We consider universal computability of the LCTRS with only rule scheme Calc:

  Signature: f :: Bool -> Int -> Int -> Int -> o
             g :: Bool -> Int -> Int -> Int -> o

  Rules: f(true, x, y, z) -> g(x > y, x, y, z)
         g(true, x, y, z) -> f(x > z, x, y + 1, z)
         g(true, x, y, z) -> f(x > z, x, y, z + 1)

The system is accessible function passing by a sort ordering that equates all sorts.

We start by computing the initial DP problem D1 = (P1, R UNION R_?, f, c), where:

  P1. (1) f#(true, x, y, z) => g#(x > y, x, y, z)
      (2) g#(true, x, y, z) => f#(x > z, x, y + 1, z)
      (3) g#(true, x, y, z) => f#(x > z, x, y, z + 1)

***** We apply the Theory Arguments Processor on D1 = (P1, R UNION R_?, f, c).

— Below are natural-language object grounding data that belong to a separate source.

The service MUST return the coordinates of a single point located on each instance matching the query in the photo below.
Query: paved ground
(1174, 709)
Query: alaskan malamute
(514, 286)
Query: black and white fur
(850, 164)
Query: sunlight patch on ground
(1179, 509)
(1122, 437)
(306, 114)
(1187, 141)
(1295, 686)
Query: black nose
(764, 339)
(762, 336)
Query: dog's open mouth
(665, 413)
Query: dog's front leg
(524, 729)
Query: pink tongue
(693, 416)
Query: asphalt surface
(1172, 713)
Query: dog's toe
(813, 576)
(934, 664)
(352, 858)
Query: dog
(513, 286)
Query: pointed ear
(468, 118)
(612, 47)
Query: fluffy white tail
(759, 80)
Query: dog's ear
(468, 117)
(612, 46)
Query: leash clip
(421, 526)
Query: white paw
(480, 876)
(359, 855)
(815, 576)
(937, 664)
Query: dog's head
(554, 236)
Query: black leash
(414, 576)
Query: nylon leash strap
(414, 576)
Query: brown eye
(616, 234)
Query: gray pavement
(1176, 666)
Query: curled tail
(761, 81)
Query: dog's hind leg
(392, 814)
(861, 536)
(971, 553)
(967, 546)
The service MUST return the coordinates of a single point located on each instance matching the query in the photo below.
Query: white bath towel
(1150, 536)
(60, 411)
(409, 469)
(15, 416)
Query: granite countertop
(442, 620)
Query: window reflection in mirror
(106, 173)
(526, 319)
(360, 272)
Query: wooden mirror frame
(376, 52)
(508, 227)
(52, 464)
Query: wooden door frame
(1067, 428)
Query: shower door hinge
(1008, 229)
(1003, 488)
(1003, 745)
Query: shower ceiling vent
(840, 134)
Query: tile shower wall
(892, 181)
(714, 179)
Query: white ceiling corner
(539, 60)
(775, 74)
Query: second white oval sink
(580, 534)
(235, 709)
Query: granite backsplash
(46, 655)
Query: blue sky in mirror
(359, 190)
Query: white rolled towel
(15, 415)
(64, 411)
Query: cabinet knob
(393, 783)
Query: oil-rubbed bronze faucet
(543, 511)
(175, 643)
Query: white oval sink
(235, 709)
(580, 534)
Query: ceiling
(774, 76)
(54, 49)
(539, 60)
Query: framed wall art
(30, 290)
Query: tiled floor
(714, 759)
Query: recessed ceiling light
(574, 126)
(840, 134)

We use the following theory arguments function:

  f# : [1, 2, 3, 4]
  g# : [1, 2, 3, 4]

Processor output: { D2 = (P2, R UNION R_?, f, c) ; D3 = (P3, R UNION R_?, f, c) }, where:

  P2. (1) f#(true, x, y, z) => g#(x > y, x, y, z)
      (2) g#(true, x, y, z) => f#(x > z, x, y + 1, z) { x, y, z }
      (3) g#(true, x, y, z) => f#(x > z, x, y, z + 1) { x, y, z }

  P3. (1) g#(true, x, y, z) => f#(x > z, x, y + 1, z)
      (2) g#(true, x, y, z) => f#(x > z, x, y, z + 1)

***** We apply the Theory Arguments Processor on D2 = (P2, R UNION R_?, f, c).

We use the following theory arguments function:

  f# : [1, 2, 3, 4]
  g# : [1, 2, 3, 4]

Processor output: { D4 = (P4, R UNION R_?, f, c) ; D5 = (P5, R UNION R_?, f, c) }, where:

  P4. (1) f#(true, x, y, z) => g#(x > y, x, y, z) { x, y, z }
      (2) g#(true, x, y, z) => f#(x > z, x, y + 1, z) { x, y, z }
      (3) g#(true, x, y, z) => f#(x > z, x, y, z + 1) { x, y, z }

  P5. (1) f#(true, x, y, z) => g#(x > y, x, y, z)

***** We apply the Graph Processor on D3 = (P3, R UNION R_?, f, c).

We compute a graph approximation with the following edges:

  1:
  2:

As there are no SCCs, this DP problem is removed.

Processor output: { }.

***** No progress could be made on DP problem D4 = (P4, R UNION R_?, f, c).